BeritaNasional.com - Tiga warga negara (WN) Korea Selatan dideportasi oleh Kantor Imigrasi Kelas II TPI Belawan, Sumatera Utara (Sumut) pada Rabu (4/3/2026) kemarin, karena telah tinggal di Indonesia secara ilegal sejak 2024. Ketiga WN Korsel itu berinisial SK, GC, dan LNY karena melanggar aturan keimigrasian.

"Mendeportasi itu menunjukkan peran aktif dalam menjaga keamanan dan ketertiban orang asing di wilayah Indonesia, khudusnya wilayah kerja," kata Kepala Kantor Imigrasi Kelas II TPI Belawan Eko Yudis Parlin Rajagukguk di Deli Serdang, Kamis (5/3/2026).

Eko menjelaskan ketiga WNA Korea Selatan tersebut tinggal sejak 2024 dengan menggunakan izin tinggal investor. Namun, setelah dilakukan pemeriksaan dan pendalaman oleh petugas, patut diduga ketiga WNA itu telah melanggar ketentuan keimigrasian, yang diatur dalam Pasal 122 Undang-Undang Nomor 6 Tahun 2011 tentang Keimigrasian.

"Karena ketiga WNA Korea Selatan tersebut melakukan kegiatan tidak sesuai dengan maksud pemberian izin tinggalnya di Indonesia," jelasnya.

Untuk itu, pihak Imigrasi melakukan pendeportasian melalui TPI Bandara Internasional Soekarno - Hatta, Terminal 3 menuju Korea Selatan pada Rabu (4/3/2026).
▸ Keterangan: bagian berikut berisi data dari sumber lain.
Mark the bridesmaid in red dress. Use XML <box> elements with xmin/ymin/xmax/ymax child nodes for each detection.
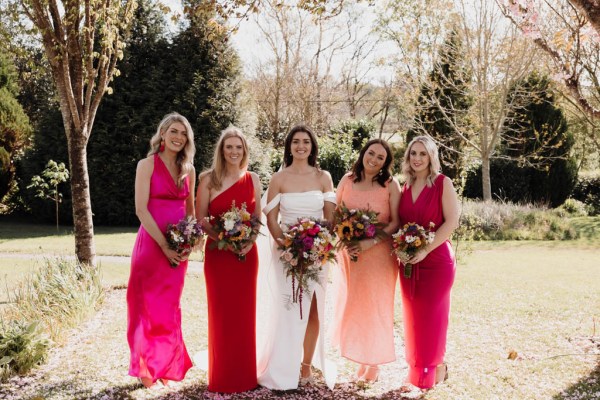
<box><xmin>398</xmin><ymin>136</ymin><xmax>459</xmax><ymax>389</ymax></box>
<box><xmin>127</xmin><ymin>113</ymin><xmax>196</xmax><ymax>387</ymax></box>
<box><xmin>196</xmin><ymin>127</ymin><xmax>261</xmax><ymax>393</ymax></box>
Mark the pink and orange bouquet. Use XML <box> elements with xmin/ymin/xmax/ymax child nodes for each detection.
<box><xmin>333</xmin><ymin>202</ymin><xmax>384</xmax><ymax>261</ymax></box>
<box><xmin>166</xmin><ymin>216</ymin><xmax>204</xmax><ymax>268</ymax></box>
<box><xmin>392</xmin><ymin>222</ymin><xmax>435</xmax><ymax>278</ymax></box>
<box><xmin>210</xmin><ymin>202</ymin><xmax>262</xmax><ymax>261</ymax></box>
<box><xmin>278</xmin><ymin>218</ymin><xmax>335</xmax><ymax>319</ymax></box>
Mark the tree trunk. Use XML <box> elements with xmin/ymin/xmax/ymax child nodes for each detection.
<box><xmin>481</xmin><ymin>155</ymin><xmax>492</xmax><ymax>201</ymax></box>
<box><xmin>67</xmin><ymin>124</ymin><xmax>96</xmax><ymax>265</ymax></box>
Selain itu, ketiga WNA tersebut juga telah dimasukkan ke dalam daftar pencegahan dan penangkalan sebagai langkah preventif agar tidak kembali masuk ke wilayah Indonesia dalam periode waktu tertentu.

Imigrasi Belawan mencatat, telah melakukan lima tindakan deportasi sebagai langkah menunjukkan peran aktifnya dalam menjaga keamanan dan wilayah Indonesia.

Kepala Seksi Intelijen dan Penindakan Keimigrasian Kantor Imigrasi Kelas II TPI Belawan Dedi Sinurat menambahkan, penegakan hukum keimigrasian bukan hanya soal administratif tetapi juga bagian dari perlindungan masyarakat dan menjaga kedaulatan negara.